Sunday 18 October 2009

Tate Liverpool

Liverpool continued!
Here's some stuff I found at the Tate... Again I've tried to select just the best bits, the stuff I really liked.
The first few things are really relevant to my silence project and will be reappearing in my sketchbook!

David Lamelas - Time
Each person has to count 60 seconds before they turn to the next person. A visual way to record the movement of time. I guess time could be thought of as silent - a clock ticks but time itself just goes on and on without any interruptions, it doesn't make a sound yet it dictates everything.

Francis Alys - A personal repertoire of possible behaviour while walking the streets of London town.
I really love this work (there were many of them but I can't find images). Posed scenarios of a journey around town displayed next to a list of verbs which all could describe what is going on. The work is simple and beautifully presented and links with my silence ideas.
Luis Camnitzer - sentences
'Six chrome plated cubes each with an inscription describing a visual situation in raised typeface.' I have a lot more research into this artist to do - what I've seen so far has really inspired my project.

Rebecca Horn - pencil mask
This looks quite sinister in the picture - maybe its meant to - but the mask fits perfectly on the artists face and she used it to draw. I'm not sure what it was that drew me to this concept, I like the fact that the marks would be different for every face, that they respond to the way that your body moves. You could never create the same drawing twice.

Richard Artschwager - tower 2
This tower is about communication. When two people talk through the wall the artist leaves only space for the face to be seen, highlighting the eyes and mouth and forcing them to focus on this. In my project, working with words, I want to experiment with removing all of this communication, to see how it effects people's personal interpretations.
Richard Long - Here the artist records his journey in writing with one line of physical descriptions and one with descriptive imagery.
Another piece which really caught my eye - Robert Morris - location space. Little indicators on each edge adjust to the space which the work is placed to measure how far away it is.

Allen Jones - chair

Antony Gormley - Three ways, Mole hole and passage

John Coplans - self portrait
Jeff Koons - Three ball equilibrium tank

Bob and Roberta Smith - Make Art not War
Bruce Mclean - pose for work on plinths
'Iconic and humorous commentary on what he considered to be the pompous monumentality of Henry Moore's large plinth based sculptures. Use of plinths is a reference to the dogmatic rejection of plinths as a legitimate base'

Charles Ray - Plank Piece

Dan Flavin - creates pieces of work that are dictated by the place they are to be exhibited. In the corner of Tate, the dimensions mean that it can hang in the middle of the wall with no support from below or above. The cross shape has no symbolic reference.
Heinz Mack - Light Dynamo
The best optical illusion I've ever seen!!
Helen Chadwick - Ego geometria sum : The labours

John Davies - The redeemers
extremely creepy, I found this very difficult to look at!!
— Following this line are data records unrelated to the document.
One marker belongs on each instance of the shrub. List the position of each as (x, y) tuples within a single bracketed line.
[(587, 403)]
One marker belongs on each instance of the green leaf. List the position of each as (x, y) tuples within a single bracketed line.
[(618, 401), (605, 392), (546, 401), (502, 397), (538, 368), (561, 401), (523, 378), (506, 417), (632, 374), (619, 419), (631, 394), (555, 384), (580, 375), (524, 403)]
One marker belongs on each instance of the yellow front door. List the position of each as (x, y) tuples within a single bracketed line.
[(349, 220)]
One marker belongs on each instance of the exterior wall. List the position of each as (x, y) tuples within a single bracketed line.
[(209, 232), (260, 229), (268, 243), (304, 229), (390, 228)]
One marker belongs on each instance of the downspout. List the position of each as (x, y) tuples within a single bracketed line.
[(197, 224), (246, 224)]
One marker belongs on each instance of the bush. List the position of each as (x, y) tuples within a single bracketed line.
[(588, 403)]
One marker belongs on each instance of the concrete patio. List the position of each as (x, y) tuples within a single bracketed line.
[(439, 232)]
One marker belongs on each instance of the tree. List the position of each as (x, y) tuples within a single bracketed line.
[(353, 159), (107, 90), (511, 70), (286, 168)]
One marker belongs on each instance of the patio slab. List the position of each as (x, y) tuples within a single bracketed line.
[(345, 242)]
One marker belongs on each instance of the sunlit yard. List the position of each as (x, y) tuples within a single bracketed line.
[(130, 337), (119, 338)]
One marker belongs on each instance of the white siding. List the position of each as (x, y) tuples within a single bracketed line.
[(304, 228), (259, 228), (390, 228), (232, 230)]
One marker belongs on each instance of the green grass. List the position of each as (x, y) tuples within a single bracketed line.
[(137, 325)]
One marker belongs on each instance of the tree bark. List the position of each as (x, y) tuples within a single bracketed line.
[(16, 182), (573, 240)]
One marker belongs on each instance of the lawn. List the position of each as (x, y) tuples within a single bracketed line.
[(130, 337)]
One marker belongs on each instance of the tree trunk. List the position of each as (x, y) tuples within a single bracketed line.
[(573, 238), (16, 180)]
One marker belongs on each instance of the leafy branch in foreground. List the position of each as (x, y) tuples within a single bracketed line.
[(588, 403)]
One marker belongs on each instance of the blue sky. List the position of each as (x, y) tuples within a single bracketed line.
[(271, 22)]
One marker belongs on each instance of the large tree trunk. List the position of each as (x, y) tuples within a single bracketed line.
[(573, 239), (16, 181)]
Julian Opie - You see an office building

Edgar Degas - Little dancer aged 14

Man Ray - indestructible object
This object was made by Man Ray when Lee Miller left him. It is her eye attached to a metronome creating a beating, pulsing object that could watch him while he worked.

Michelangelo Pistoletto - door
This door is about personal identity in a world full of symbols and signs. I just realised when looking him up that I posted some more of his work earlier that was at the London Tate gallery.
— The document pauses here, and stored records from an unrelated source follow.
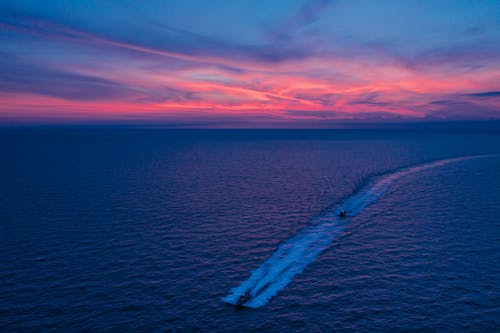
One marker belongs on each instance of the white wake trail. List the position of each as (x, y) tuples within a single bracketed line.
[(291, 257)]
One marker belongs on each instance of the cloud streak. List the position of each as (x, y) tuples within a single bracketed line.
[(301, 67)]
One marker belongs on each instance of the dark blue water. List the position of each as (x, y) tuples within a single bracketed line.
[(149, 230)]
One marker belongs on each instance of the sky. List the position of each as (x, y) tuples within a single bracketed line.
[(248, 63)]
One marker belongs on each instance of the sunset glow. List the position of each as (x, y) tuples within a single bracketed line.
[(240, 63)]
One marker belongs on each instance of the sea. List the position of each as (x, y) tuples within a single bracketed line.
[(106, 229)]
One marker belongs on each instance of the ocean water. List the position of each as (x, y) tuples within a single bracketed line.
[(161, 230)]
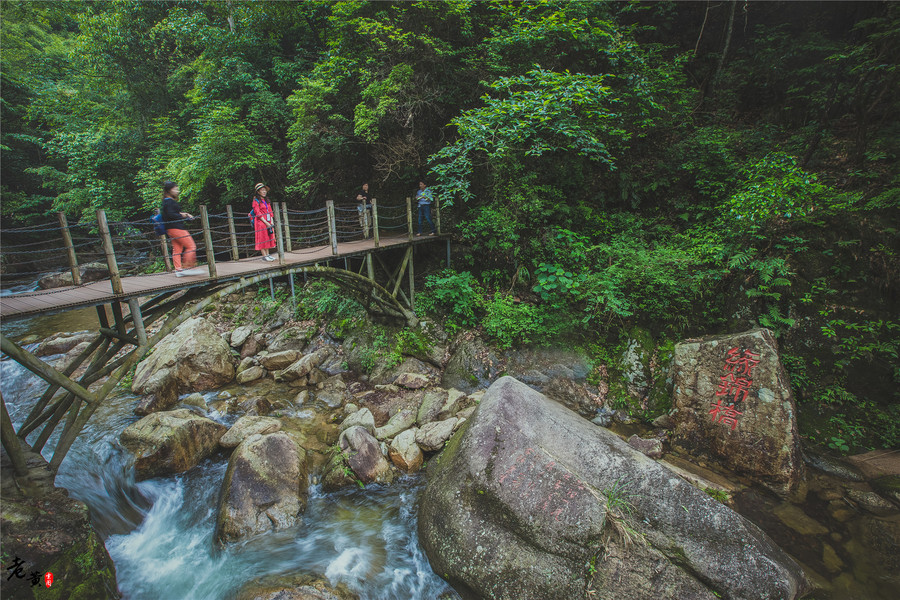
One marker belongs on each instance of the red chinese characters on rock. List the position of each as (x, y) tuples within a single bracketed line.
[(734, 386)]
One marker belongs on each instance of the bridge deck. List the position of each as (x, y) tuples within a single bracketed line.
[(100, 292)]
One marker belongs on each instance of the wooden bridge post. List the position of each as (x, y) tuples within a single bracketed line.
[(207, 239), (106, 238), (412, 282), (287, 228), (332, 225), (137, 318), (231, 233), (279, 236), (364, 220), (375, 220), (409, 216), (11, 443), (165, 250), (70, 248)]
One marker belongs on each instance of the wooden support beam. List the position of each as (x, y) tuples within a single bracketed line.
[(43, 370), (207, 239), (52, 389), (11, 443), (106, 238), (287, 228), (412, 282), (279, 235), (231, 233), (120, 319), (409, 216), (332, 225), (375, 221)]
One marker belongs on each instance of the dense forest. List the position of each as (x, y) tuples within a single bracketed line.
[(679, 167)]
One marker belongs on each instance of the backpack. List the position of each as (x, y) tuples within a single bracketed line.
[(159, 228)]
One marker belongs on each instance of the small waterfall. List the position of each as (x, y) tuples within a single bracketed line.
[(160, 532)]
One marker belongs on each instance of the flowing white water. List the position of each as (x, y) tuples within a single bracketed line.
[(160, 532)]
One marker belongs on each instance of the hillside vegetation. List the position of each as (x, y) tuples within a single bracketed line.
[(682, 167)]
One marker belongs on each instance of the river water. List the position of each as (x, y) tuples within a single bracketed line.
[(159, 532)]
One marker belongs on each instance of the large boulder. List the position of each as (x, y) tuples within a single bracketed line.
[(402, 420), (361, 418), (405, 452), (170, 442), (275, 361), (432, 436), (246, 426), (530, 501), (265, 487), (732, 400), (89, 272), (290, 338), (192, 358), (302, 366), (364, 455), (61, 343)]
Reg Butler - girl on a round base

Richard Serra - patience
This reminded me of a massive cliff face/mountain on a dark night, with two figures making their way across the top. I have no idea why.

Ron Mueck - ghost
I've seen some of his work last year in London at an exhibition called 'statuphilia'. His work is so lifelike but always the scale or shape is out of place. I don't usually particularly like work that places with scale, but his work is so effecting.
Rene Magritte - The future of statues

Thomas Demand - Zeichensaal (draft room)


Thomas Schutte - untitled

Yayoi Kusama - the passing winter
What struck me about this mirrored box, something I had never thought about with reflections like this, is that they are infinite. That just completely blows my mind!!

I got so much out of this trip it was a really productive day. The exhibition was split into three sections and layed out very nicely... particularly the 'remixed' part. This room was transformed into a silent disco complete with music choice, dance floor, and disco lights. It explored the human body and how it has been represented in sculpture throughout the ages. It was a refreshing change from the norm and we had a nice little boogy!